Former employees confirmed that superiors had pressured doctors to continue the organ retrieval process. "If it wasn’t for that doctor, we would have 1,000% proceeded," stated Natasha Miller, a staff member present in the room. Three others reported witnessing similar situations.
The investigation also documented cases where staff expressed "extreme discomfort" with patients' neurological responses. In several instances, despite patients' clear reflexes causing distress among medical personnel, preparations for organ retrieval continued.
The investigation highlighted 103 questionable cases, noting that errors were more frequent in rural hospitals. Over 50% of Network for Hope's transplants came from DCD patients, higher than the national average.
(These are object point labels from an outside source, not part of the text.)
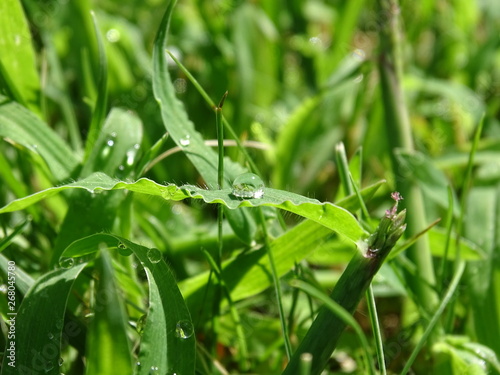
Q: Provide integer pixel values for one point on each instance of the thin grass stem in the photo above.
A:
(277, 286)
(435, 318)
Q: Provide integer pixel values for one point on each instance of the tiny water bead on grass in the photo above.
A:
(184, 329)
(154, 255)
(248, 185)
(67, 263)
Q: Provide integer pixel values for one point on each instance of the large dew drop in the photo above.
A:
(154, 255)
(248, 185)
(184, 329)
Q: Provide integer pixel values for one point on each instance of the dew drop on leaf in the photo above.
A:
(67, 263)
(248, 185)
(154, 255)
(184, 329)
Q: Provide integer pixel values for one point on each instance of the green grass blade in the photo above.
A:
(168, 342)
(108, 347)
(40, 335)
(349, 290)
(100, 107)
(399, 129)
(428, 330)
(115, 153)
(342, 314)
(175, 118)
(22, 127)
(23, 280)
(183, 132)
(17, 61)
(327, 214)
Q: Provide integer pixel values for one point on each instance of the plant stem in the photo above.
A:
(277, 286)
(436, 316)
(400, 136)
(372, 312)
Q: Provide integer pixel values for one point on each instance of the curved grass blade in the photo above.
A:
(349, 290)
(327, 214)
(168, 343)
(20, 126)
(114, 153)
(107, 331)
(17, 61)
(342, 313)
(102, 93)
(40, 328)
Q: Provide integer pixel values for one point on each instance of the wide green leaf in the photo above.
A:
(327, 214)
(17, 61)
(168, 343)
(115, 153)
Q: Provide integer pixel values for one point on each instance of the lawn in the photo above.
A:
(249, 187)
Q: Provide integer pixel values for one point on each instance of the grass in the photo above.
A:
(124, 248)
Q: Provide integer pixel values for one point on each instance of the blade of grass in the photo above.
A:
(107, 330)
(350, 186)
(20, 126)
(349, 290)
(435, 318)
(100, 107)
(18, 60)
(277, 286)
(211, 103)
(168, 342)
(327, 214)
(40, 335)
(240, 334)
(400, 136)
(344, 315)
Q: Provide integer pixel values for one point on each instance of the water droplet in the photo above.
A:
(123, 249)
(141, 323)
(154, 255)
(113, 35)
(248, 185)
(185, 141)
(184, 329)
(67, 263)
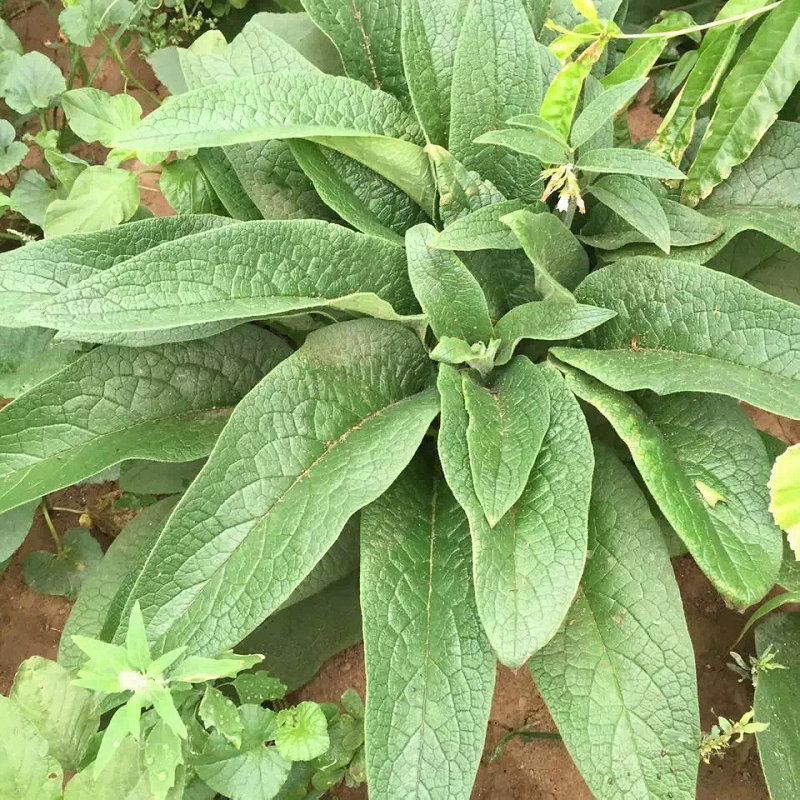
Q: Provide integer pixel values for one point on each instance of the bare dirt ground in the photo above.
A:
(31, 624)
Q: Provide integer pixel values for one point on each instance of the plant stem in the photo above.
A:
(695, 28)
(51, 527)
(123, 68)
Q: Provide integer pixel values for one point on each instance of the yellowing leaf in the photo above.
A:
(784, 495)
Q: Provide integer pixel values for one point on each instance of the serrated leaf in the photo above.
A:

In response, Network for Hope claimed adherence to protocol, stating they only retrieve organs after hospitals declare death. However, they agreed to implement new federal requirements: neurological assessments of potential donors at least every 12 hours, retraining all staff on organ donation procedures, and empowering any individual involved to halt the process upon detecting patient irregularities.
On 22/7, before the US House Energy and Commerce Committee, HRSA leadership called for increased transparency and oversight. Committee Chairman Brett Guthrie stressed, "This is a model that puts patients at risk." The Kentucky organ donation scandal has sparked a national debate about ethics, procedures, and transparency within the US transplant system.